This Monday at the Silicon Valley NewSQL meetup in Mountain View, Michael Stonebreaker took turns bashing both the established relational databases (Oracle, DB2, SQL Server, PostgreSQL) and the NoSQL newcomers (MongoDB, Cassandra, Riak), proposing a third alternative, VoltDB, a NewSQL database.
Stonebreaker—a leading researcher in the field of database design, former UC Berkeley professor and now MIT professor, winner of the IEEE John von Neumann Medal, and a designer of PostgreSQL—argued that the established databases have become legacy bloatware incapable of scaling to modern requirements without complete redesign. According to Stonebreaker’s research, these systems, all of which follow a similar design, use only a small percentage of CPU cycles (about 4%) on useful work. The bulk of CPU cycles go to overhead, divided fairly evenly into four categories of about 24% each:
- Managing the buffer pool of disk pages cached in memory
- Multi-row locking for transactions
- Latching memory objects such as b-trees to prevent corruption in a multi-threaded environment
- Write-ahead logging to disk
The NoSQL databases, according to Stonebreaker, solve these problems, but they do so by jettisoning SQL and ACID. Giving up SQL, Stonebreaker argued, makes no sense. The SQL standard has proven itself as a time-saving high level language that successfully depends on compilation to generate low level commands. Going backwards to row-level commands and unique APIs for each database, Stonebreaker claimed, is comparable to giving up C for assembler.
Stonebreaker also argued against giving up ACID, a requirement (or potential requirement) for almost all applications. If a database does not provide ACID, application developers will need to write this complex code themselves.
Stonebreaker proposed instead his product, VoltDB, a relational database that supports ACID and most of the SQL standard. VoltDB avoids the overhead of buffer management by keeping all data in memory. It avoids the overhead of row locking and memory object latching by using a single thread per partition. Only one thread touches memory objects, and transactions run sequentially on the one thread. And instead of write-ahead logging of data, VoltDB takes periodic snapshots of the database and logs only commands, which is faster but still capable of rebuilding the database from disk in case of failure. (See the VoltDB Technical Overview for more details.)

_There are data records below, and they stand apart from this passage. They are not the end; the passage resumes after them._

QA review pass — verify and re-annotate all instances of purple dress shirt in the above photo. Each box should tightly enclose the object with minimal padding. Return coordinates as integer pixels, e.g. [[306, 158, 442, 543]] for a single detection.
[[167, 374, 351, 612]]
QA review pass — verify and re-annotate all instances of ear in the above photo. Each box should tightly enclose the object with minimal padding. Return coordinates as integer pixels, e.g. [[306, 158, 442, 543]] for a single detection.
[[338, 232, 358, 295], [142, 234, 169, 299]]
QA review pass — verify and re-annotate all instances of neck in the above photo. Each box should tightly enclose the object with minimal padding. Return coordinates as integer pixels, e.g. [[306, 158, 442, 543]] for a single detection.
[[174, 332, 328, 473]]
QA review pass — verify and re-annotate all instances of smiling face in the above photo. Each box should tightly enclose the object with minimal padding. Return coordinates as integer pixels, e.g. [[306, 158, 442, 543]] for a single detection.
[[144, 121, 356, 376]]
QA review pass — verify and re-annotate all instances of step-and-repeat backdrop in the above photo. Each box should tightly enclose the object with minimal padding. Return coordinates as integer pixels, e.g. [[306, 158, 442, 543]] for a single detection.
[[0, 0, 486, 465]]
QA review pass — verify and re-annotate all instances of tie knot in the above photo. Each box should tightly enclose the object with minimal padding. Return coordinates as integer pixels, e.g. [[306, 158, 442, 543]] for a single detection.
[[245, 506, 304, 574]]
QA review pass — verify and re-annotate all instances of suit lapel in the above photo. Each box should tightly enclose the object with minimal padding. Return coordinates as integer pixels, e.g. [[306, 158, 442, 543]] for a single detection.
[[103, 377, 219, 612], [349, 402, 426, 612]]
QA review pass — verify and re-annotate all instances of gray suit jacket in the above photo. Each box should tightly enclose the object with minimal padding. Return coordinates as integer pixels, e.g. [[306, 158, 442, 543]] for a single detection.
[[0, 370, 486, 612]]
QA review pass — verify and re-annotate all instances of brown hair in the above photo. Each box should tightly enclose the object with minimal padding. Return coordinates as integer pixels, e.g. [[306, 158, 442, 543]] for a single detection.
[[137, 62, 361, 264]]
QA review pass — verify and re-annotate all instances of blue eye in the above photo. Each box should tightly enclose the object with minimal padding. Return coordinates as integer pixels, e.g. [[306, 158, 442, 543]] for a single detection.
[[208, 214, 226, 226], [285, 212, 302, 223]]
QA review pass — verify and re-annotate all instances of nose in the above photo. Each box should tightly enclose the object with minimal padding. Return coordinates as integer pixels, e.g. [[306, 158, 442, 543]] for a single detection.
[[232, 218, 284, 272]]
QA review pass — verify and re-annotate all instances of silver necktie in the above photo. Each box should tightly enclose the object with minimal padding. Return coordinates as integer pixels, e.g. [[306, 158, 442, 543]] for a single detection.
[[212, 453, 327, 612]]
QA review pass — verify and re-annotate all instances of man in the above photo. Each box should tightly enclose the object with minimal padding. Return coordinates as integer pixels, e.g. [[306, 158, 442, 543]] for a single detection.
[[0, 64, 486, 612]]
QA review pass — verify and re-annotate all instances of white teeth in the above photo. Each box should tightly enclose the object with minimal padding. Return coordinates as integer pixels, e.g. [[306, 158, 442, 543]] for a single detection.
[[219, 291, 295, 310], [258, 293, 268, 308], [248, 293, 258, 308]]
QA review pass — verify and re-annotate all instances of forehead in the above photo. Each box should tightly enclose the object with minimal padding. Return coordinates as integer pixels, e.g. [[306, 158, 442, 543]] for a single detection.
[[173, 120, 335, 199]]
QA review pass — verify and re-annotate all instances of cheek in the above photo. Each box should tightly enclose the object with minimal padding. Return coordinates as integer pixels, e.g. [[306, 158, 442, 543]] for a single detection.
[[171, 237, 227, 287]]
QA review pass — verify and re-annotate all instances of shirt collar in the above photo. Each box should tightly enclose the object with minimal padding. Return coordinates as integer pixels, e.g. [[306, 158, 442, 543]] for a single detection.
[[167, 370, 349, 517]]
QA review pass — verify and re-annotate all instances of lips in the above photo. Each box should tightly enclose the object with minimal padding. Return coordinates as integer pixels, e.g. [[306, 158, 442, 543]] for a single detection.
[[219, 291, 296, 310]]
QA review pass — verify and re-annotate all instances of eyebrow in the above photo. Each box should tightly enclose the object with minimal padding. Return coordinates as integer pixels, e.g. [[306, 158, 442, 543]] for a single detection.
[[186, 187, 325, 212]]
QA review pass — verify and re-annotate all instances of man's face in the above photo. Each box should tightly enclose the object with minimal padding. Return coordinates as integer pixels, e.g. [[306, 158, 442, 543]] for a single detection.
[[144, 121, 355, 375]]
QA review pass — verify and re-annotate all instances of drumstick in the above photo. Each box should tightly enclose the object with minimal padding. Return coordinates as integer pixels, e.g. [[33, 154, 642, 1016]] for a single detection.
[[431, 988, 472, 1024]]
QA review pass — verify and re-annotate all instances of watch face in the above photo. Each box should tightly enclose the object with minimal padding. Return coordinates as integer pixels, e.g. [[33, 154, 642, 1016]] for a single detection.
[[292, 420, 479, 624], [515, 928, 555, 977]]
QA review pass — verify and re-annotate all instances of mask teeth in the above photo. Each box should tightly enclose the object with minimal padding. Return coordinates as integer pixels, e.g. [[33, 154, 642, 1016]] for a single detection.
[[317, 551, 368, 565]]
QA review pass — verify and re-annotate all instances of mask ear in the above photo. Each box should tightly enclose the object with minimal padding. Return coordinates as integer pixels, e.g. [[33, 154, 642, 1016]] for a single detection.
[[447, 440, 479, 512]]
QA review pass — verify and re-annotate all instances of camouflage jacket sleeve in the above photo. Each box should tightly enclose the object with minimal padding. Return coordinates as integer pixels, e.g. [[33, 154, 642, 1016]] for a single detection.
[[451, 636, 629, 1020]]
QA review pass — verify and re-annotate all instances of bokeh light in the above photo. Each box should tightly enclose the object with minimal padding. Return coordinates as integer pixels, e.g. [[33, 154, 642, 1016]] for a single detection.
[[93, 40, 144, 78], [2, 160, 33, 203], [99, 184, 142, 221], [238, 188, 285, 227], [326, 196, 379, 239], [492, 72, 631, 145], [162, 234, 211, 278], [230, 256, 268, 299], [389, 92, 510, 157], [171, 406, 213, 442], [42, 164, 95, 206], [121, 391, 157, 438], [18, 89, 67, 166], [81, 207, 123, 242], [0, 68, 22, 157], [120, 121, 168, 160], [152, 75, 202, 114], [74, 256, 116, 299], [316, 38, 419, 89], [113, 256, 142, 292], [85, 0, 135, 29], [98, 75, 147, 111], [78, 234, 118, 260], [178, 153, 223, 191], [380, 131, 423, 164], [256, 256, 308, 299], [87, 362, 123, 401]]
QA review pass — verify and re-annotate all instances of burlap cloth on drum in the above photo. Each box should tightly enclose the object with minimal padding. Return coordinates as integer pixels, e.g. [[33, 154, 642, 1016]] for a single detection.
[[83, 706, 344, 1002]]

Like most of the NoSQL databases, VoltDB supports scalability across commodity hardware by sharding data based on keys. According to Stonebreaker, the choice of key is critical to performance, as joins and transactions that cross partitions degrade performance, a problem that cannot be solved even by eliminating the overhead of traditional RDMS. VoltDB makes scaling possible, but application developers must still give careful thought to how to partition data so that most operations only touch a single partition.
One could argue that this latter admission proves the NoSQL case against relational databases, namely that a database supporting ACID cannot scale. VoltDB scales only as long as transactions do not cross partitions. In a sense, VoltDB can be thought of as many small, fast databases that support ACID or one large database that supports ACID but does not scale. In other words, VoltDB does not solve the CAP dilemma.
Certainly, VoltDB will make sense for certain use cases, where there is a need for lightning speed and transactional integrity, where data can be sharded into largely autonomous partitions, and where VoltDB’s only partial implementation of the SQL standard fulfills requirements. But VoltDB will not replace traditional RDMS anytime soon, as it lacks much of the functionality that enterprises expect, bloatware though that might be.
Nor will VoltDB eliminate the demand for NoSQL, because many organizations will find a NoSQL database out there that fits well with its specific requirements. If all you need is a key-value store, why not choose a database that specializes in this function. If your data takes the shape of a graph, why not choose a database tailor made to the purpose.
Moreover, Stonebreaker overstates the case against NoSQL APIs. Yes, SQL is a proven high level language for data access, but it does not always fit well with object models used by application developers, which is why organizations have turned to solutions for object-relational mapping. In many ways, objects map more intuitively to document-oriented databases than to SQL. Besides, a central tenet of NoSQL is the embrace of variety, the rejection of the one size fits all mentality. With that in mind, the diversity of NoSQL APIs is a benefit; the diversity allows developers to choose the one or more APIs that best fit a specific requirement.
Whether or not we accept all of Stonebreaker’s claims, the VoltDB retake on the traditional RDMS makes clear that these are exciting times in the world of databases.